Setiap orang ketika melakukan aktivitas menulis dijalankan pada kondisi yang nyaman. Meski tidak semua demikian. Saya sendiri ketika menulis terkadang saya lakukan ketika menunggu istri, teman, atau ketika duduk santai sambil menikmati sebatang rokok. Sampai detik ini, inilah dari sekian kondisi yang memang nyaman bagi saya, meski sebenarnya istri saya sudah geram ketika saya menghisap batang sigaret.

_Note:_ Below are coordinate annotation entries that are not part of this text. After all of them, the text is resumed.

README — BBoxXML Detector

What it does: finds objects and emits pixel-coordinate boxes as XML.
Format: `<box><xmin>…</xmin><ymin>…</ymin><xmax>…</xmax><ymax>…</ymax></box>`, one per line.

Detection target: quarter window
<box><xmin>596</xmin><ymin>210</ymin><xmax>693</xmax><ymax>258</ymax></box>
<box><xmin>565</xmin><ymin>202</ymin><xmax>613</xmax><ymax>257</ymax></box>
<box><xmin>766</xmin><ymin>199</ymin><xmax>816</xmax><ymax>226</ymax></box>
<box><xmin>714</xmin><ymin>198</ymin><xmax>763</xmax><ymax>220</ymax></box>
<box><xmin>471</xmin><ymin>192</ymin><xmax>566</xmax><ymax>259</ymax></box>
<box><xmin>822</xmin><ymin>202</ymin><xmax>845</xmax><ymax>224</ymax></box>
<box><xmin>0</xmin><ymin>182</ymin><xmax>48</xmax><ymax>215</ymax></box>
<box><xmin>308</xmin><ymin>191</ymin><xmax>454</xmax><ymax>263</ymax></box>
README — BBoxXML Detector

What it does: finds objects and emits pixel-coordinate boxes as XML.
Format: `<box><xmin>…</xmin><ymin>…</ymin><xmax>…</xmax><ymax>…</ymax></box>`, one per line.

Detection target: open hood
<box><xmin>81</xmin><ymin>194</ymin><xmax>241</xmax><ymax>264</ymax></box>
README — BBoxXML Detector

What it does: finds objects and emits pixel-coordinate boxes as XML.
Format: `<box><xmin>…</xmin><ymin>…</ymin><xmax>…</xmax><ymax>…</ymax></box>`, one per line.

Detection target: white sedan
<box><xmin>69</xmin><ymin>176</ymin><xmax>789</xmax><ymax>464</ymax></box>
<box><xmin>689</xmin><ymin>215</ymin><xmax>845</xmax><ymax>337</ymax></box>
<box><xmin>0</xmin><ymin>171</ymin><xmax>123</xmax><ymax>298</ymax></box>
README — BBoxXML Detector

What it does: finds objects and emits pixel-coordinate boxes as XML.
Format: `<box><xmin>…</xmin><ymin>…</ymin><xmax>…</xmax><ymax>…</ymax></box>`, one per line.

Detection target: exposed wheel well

Sekali lagi, semua orang ketika menulis tidak serta merta pada kondisi yang nyaman. Ada yang menulis ketika sedang mengeluarkan unek-uneknya. Hal ini dilakukan supaya pikiran merasa plong. Ada yang menulis dengan memanfaatkan waktu sedikit demi sedikit dengan adanya waktu luang, biasanya dengan sedikit waktu itu hanya dapat menulis satu atau dua paragraf. Akan tetapi jika dilakukan dengan frekuensi beberapa kali, akan menjadi satu artikel yang menarik. Dan masih banyak berbagai ragam kondisi yang bisa dilakukan untuk menulis.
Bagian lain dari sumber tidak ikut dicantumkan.